Bug 169815
Summary: | WebAssembly: eliminate redundant ARM64 TLS load | ||
---|---|---|---|
Product: | WebKit | Reporter: | JF Bastien <jfbastien> |
Component: | JavaScriptCore | Assignee: | Nobody <webkit-unassigned> |
Status: | RESOLVED DUPLICATE | ||
Severity: | Normal | CC: | fpizlo, jfbastien, keith_miller, mark.lam, msaboff, saam |
Priority: | P2 | ||
Version: | WebKit Nightly Build | ||
Hardware: | Unspecified | ||
OS: | Unspecified | ||
Bug Depends on: | 169611 | ||
Bug Blocks: | 159775 |
JF Bastien
This is a small optimization, I'm not sure it'll pay off much but it's neat.

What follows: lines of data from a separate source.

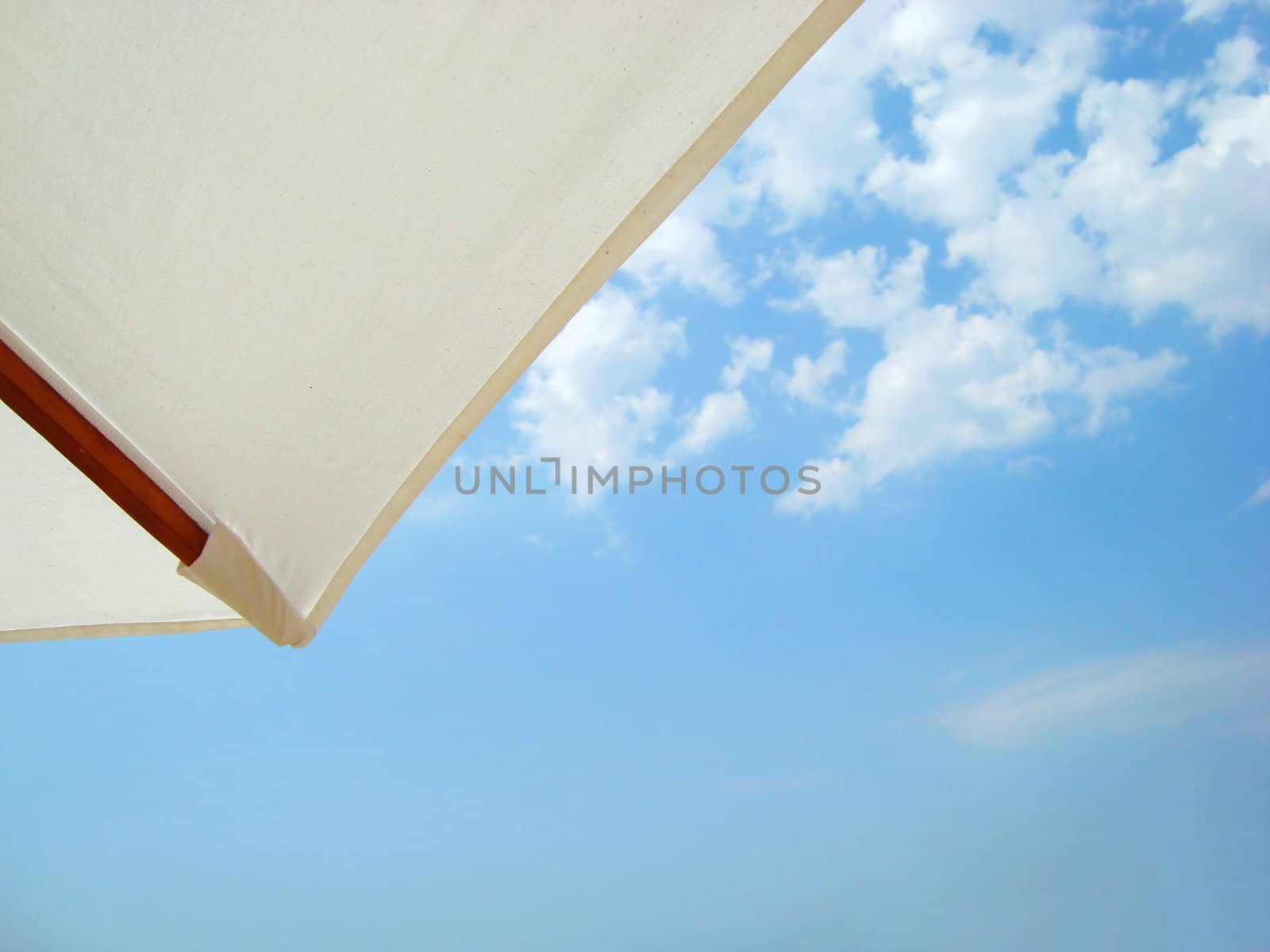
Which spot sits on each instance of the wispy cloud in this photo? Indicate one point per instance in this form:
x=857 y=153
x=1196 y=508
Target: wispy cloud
x=1149 y=691
x=1260 y=495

As part of bug #169611 we're moving the WebAssembly context to a TLS slot. On x86 that's a single load / store off the segment register, but on ARM64 it uses mrs + mask + {load,store}. the `mrs TPIDRRO EL0` instruction, coupled with the mask and the address generation, simply return the location of our TLS slot (the offset is defined as WTF_WASM_CONTEXT_KEY in wtf/FastTls.h). That value is idempotent as long as we're executing in the same thread, and that's an invariant of WebAssembly: different instances are set in that context but the location is the same per thread.
Right now this mrs+mask+memory combo is generated by the ARM64 macro assembler. This is inefficient. We could instead teach the compiler about the idempotent part (i.e. "get TLS slot #x") and then split off the load / store from that slot. For x86 that could mean combining both operations after the fact or keeping the same model we have now. For ARM64 that would allow us to eliminate redundant mrs+mask if profitable, or dematerializing them under register pressure.
Attachments | ||
---|---|---|
Add attachment proposed patch, testcase, etc. |
JF Bastien
Fil thinks we just want to pin a register on ARM because the optimization I propose will likely do the same thing by hoisting the redundant load to the top of each function. May as well get rid of the load entirely.
Let's just do is as part of bug #169773 then
*** This bug has been marked as a duplicate of bug 169773 ***